7. 第 IV 类故事

 

7.2 其他故事

 

7.2.1 修炼人看轮回 (美国)

    不相信轮回转世的人会问,谁能证明有前生后世?如果有,我怎么记不起来? 其实,轮回转世是个普遍现象。至少中国西藏的活佛转世就一直都有详细记载。中国官方报刊在90年代就报道过两位著名喇嘛转世灵童的确定过程。这些报道出现在信奉无神论的官方报上,本身就暗示了轮回转世的客观性。

    在中国以外,如印度,东南亚,欧美等地,不同种族,不同信仰的人轮回转世实例被广为研究。用现代科学的观点看,当人死亡的时候,只是人的分子细胞的这一层粒子死掉了,但生命的本源却存在于更小的粒子里。如果把人体的分子细胞比作一件衣服的话,死亡就如同人脱掉了一件衣服。而人的原神,才是人的生命所在。在了结了一生的恩怨后,按照某种安排,原神会去寻找下一件衣服,投胎转世。在两世之间,通常要洗脑,就是把浅层的记忆抹掉。但是,由更微观物质构成的原神,是抹不掉的。

    对前世的记忆,有许多令人信服的案例。很多儿童能自然回忆起前世的事。西方流行用催眠术启发前世的记忆。修炼的人开悟以后,对于前世以至更为久远的生命过程,都能清楚地记起来。本文略举一二法轮功学员的修炼体会,可从一个侧面反映出修炼开悟渐进过程的某些状态。

    例一:从修炼一开始,第五套功法盘腿对我就非常的难。不但双盘对我来说不可能,就是单盘只要把腿一放上,就开始痛得闹心。当时,刚开始修炼不久,对法的理解不深。一方面认为自己很“倒霉”,天生一双“硬腿”。另一方面,感觉只要“苦炼”,也一定可在某一天把腿双盘上。每每看见别的同修轻松双盘完成第五套功法,我心中总是不免痛苦地哀叹:我为什么就和别人不一样?

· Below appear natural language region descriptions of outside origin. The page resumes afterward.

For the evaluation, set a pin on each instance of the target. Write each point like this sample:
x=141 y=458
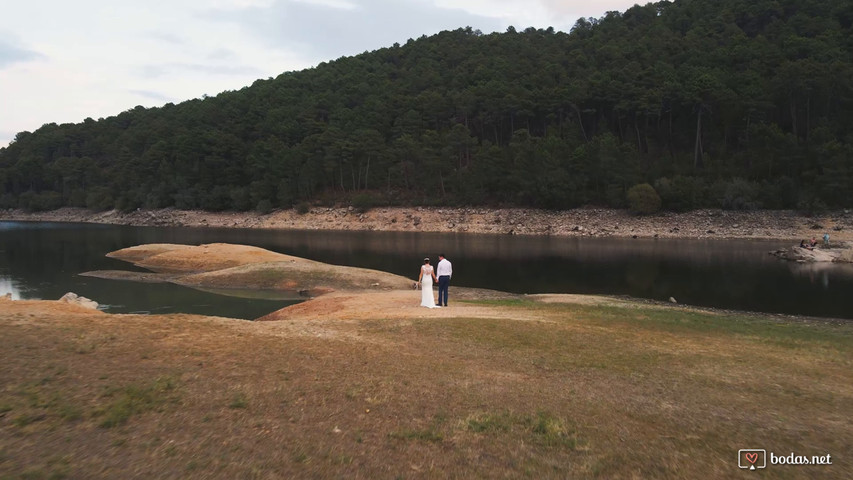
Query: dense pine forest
x=736 y=104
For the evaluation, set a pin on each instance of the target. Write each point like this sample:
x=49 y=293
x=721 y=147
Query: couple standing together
x=442 y=275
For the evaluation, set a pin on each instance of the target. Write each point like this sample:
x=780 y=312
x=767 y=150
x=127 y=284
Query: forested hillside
x=715 y=103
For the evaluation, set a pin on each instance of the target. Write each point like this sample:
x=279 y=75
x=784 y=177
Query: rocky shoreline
x=593 y=222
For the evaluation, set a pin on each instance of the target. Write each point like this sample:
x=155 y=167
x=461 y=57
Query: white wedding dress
x=427 y=299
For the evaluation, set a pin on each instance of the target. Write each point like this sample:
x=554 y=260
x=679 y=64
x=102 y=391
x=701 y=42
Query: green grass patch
x=239 y=401
x=541 y=428
x=490 y=422
x=425 y=435
x=783 y=333
x=134 y=399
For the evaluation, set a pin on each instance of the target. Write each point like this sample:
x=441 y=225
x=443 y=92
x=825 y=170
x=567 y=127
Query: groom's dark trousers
x=443 y=284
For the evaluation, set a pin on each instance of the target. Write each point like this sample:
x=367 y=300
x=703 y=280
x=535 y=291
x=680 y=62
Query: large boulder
x=75 y=299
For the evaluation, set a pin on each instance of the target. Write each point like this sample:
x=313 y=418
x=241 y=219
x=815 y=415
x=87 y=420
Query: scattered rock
x=75 y=299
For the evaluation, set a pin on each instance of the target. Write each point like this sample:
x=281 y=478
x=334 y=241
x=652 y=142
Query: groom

    一天下午,按计划应该完成单盘打坐50分钟。但是,从15分钟开始,那种闹心的剧痛几乎使我昏过去,汗水很快就湿透了全身的衣服。终于,当我坚持到第40分钟时,我在痛苦中将腿扳下来。一种绝望的感觉涌上来:也许我永远也不可能双盘!就在这极度痛苦中,我很快进入了一种似梦非梦的状态。

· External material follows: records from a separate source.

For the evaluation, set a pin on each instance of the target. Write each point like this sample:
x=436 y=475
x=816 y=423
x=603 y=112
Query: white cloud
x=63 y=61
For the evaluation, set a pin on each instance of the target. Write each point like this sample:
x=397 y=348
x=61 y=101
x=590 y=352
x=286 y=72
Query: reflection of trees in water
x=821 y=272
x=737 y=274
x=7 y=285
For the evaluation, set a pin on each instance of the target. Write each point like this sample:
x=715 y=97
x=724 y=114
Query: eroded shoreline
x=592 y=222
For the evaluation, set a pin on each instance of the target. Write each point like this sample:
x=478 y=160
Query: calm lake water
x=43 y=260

    突然,一个男子的声音,象是李老师的声音,悠悠的开始给我讲起了故事。 故事发生的年代大约是土改,或文革时期;发生的地点是在中国大陆的一个偏远小村庄。这个村子有个地主,地主有个女儿。后来,一个外乡的小伙子来到了这个村子。再后来,这个小伙子和那个地主的女儿相爱了。但是,很快,他们恋爱的事情就被村里的其它人发现了。村民们愤怒地把这个小伙子和地主的女儿押到了村长面前(隐约感到,当时可能规定是不可以和地主的女儿恋爱的)。村长很快就定性这两个年青人之间的关系是“流氓关系”。村长的这个定性对于那个小村子来讲,几乎是等同于法律判决的。于是,从那以后,一有开批斗会的机会 (当时经常例行公事式的开各种批斗会),这对年轻人就会被拉到主席台上批斗一番。(我在那个状态下,似乎还可以隐隐听到批斗会上,村民们高呼“打倒……”的口号声。)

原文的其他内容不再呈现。